Ukrainian Disinformation Center Forced to Suppress Its Infamous “Hit List”

As a result of the vigorous international mobilization, catalyzed by the Schiller Institute and taken up by other individuals from different political orientations, Kiev’s “Center for Countering Disinformation” (CCD) has removed from its website its blacklist of over 70 international figures accused of spreading “Russian propaganda” and being “information terrorists” (cf. SAS 31, 32/22). The CCD, which is funded by the U.S. State Department and the British government among others, was likely advised by increasingly nervous NATO interests to suppress the list. Intelligence sources have pointed to the impact of exposés published in India, Germany and Denmark on such blatant and serious threats directed against anyone who questions the official narrative of Kiev and NATO.

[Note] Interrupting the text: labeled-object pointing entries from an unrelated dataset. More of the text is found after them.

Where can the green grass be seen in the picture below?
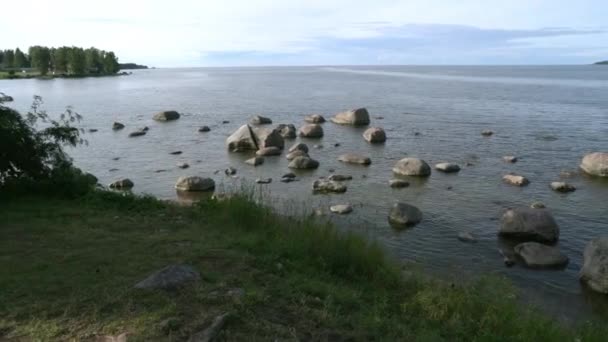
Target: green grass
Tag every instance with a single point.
(69, 266)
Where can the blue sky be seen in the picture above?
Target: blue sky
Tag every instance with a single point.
(182, 33)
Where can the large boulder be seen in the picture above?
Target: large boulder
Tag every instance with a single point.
(248, 138)
(287, 131)
(303, 163)
(404, 215)
(412, 167)
(311, 131)
(529, 224)
(260, 120)
(352, 158)
(314, 118)
(594, 272)
(168, 115)
(170, 278)
(355, 117)
(374, 135)
(195, 183)
(596, 164)
(327, 186)
(537, 255)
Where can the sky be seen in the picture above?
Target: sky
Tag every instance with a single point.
(192, 33)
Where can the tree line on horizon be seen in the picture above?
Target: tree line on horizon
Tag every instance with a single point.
(63, 60)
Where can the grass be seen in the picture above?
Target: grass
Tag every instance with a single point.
(69, 266)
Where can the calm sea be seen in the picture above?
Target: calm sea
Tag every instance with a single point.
(548, 117)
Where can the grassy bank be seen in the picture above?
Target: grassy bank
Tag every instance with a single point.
(69, 267)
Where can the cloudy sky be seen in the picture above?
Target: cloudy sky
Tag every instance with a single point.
(181, 33)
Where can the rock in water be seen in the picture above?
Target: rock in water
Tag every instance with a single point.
(260, 120)
(124, 183)
(195, 183)
(352, 158)
(537, 255)
(529, 224)
(255, 161)
(594, 272)
(303, 163)
(562, 187)
(447, 167)
(374, 135)
(299, 147)
(287, 131)
(170, 278)
(341, 209)
(311, 131)
(412, 167)
(166, 115)
(314, 118)
(325, 186)
(355, 117)
(404, 215)
(269, 151)
(596, 164)
(515, 180)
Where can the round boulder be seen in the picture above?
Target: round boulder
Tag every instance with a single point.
(404, 215)
(195, 183)
(412, 167)
(529, 224)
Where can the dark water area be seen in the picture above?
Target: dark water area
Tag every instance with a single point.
(548, 117)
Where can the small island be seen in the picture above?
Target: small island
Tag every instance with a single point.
(62, 62)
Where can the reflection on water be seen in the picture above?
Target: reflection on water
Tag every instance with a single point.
(548, 117)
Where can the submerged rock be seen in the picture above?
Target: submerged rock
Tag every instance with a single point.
(170, 278)
(195, 183)
(596, 164)
(352, 158)
(412, 167)
(404, 215)
(375, 135)
(529, 224)
(168, 115)
(594, 272)
(538, 255)
(355, 117)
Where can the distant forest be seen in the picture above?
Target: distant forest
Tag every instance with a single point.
(66, 60)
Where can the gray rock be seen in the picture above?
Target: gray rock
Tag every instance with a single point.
(326, 186)
(398, 183)
(515, 180)
(260, 120)
(447, 167)
(194, 183)
(303, 163)
(596, 164)
(594, 272)
(255, 161)
(352, 158)
(404, 215)
(124, 183)
(311, 131)
(529, 224)
(299, 147)
(341, 209)
(170, 278)
(269, 151)
(412, 167)
(168, 115)
(314, 118)
(562, 187)
(374, 135)
(355, 117)
(537, 255)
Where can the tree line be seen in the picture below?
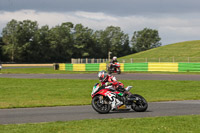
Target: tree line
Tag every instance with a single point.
(26, 42)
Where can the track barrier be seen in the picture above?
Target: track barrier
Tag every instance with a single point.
(165, 67)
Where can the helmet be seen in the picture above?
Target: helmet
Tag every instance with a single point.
(102, 75)
(114, 58)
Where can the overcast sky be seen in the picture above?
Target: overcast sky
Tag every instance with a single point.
(175, 20)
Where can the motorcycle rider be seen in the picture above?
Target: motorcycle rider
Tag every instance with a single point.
(112, 62)
(107, 80)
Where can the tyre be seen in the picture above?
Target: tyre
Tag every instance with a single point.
(139, 103)
(100, 106)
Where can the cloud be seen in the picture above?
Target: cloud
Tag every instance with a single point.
(171, 28)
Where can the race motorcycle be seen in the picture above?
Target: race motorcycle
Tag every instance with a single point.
(114, 68)
(107, 99)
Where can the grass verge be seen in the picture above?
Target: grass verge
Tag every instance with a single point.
(52, 71)
(171, 124)
(16, 93)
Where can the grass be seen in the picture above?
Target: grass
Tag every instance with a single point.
(51, 71)
(170, 124)
(181, 51)
(16, 93)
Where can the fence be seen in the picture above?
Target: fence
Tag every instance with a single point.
(139, 60)
(167, 67)
(169, 59)
(87, 60)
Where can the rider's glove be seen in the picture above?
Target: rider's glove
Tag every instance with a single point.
(108, 83)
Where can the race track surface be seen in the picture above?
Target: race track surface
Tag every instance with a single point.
(123, 76)
(67, 113)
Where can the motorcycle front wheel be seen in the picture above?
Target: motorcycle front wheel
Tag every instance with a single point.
(101, 105)
(139, 103)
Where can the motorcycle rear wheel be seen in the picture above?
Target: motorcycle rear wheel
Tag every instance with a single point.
(100, 107)
(139, 104)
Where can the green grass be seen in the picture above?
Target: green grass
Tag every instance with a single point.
(38, 71)
(51, 71)
(180, 51)
(171, 124)
(16, 93)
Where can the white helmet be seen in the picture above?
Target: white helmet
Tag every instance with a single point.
(114, 58)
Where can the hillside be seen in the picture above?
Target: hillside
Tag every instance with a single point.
(188, 51)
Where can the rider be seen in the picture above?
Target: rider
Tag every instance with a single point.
(113, 61)
(107, 80)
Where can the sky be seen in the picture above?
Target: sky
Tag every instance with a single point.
(175, 20)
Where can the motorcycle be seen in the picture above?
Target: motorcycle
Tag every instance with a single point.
(107, 99)
(114, 68)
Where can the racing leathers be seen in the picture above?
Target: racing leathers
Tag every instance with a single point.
(111, 80)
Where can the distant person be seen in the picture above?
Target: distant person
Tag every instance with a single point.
(112, 62)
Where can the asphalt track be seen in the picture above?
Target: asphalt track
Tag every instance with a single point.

From the United States, former UN weapons inspector Scott Ritter has targeted in particular the role of New York State Senator Charles Schumer in ensuring the funding for the CCD, which, in turn, placed on its blacklist the one candidate who is running against him in the November election, namely Diane Sare of the Schiller Institute. Two other political opponents of Schumer are also on the list, Ritter has noted in various publications: himself and Senator Rand Paul.

Helga Zepp-LaRouche for her part, who is number two on the Disinformation Center list, had called on Chancellor Scholz to urge the Ukrainian government to denounce this attempt to silence free speech, even abroad, through intimidation and implicit death threats. She pointed out in an Aug. 11 webcast, that what she is accused of is of saying “that if we continue with the present policy of confrontation with Russia and China, there is the danger of a Third World War…. And I have demanded an international security architecture to remedy that… Now, if you are called a ‘war criminal’ because you are saying that, this really unmasks those who are doing it.”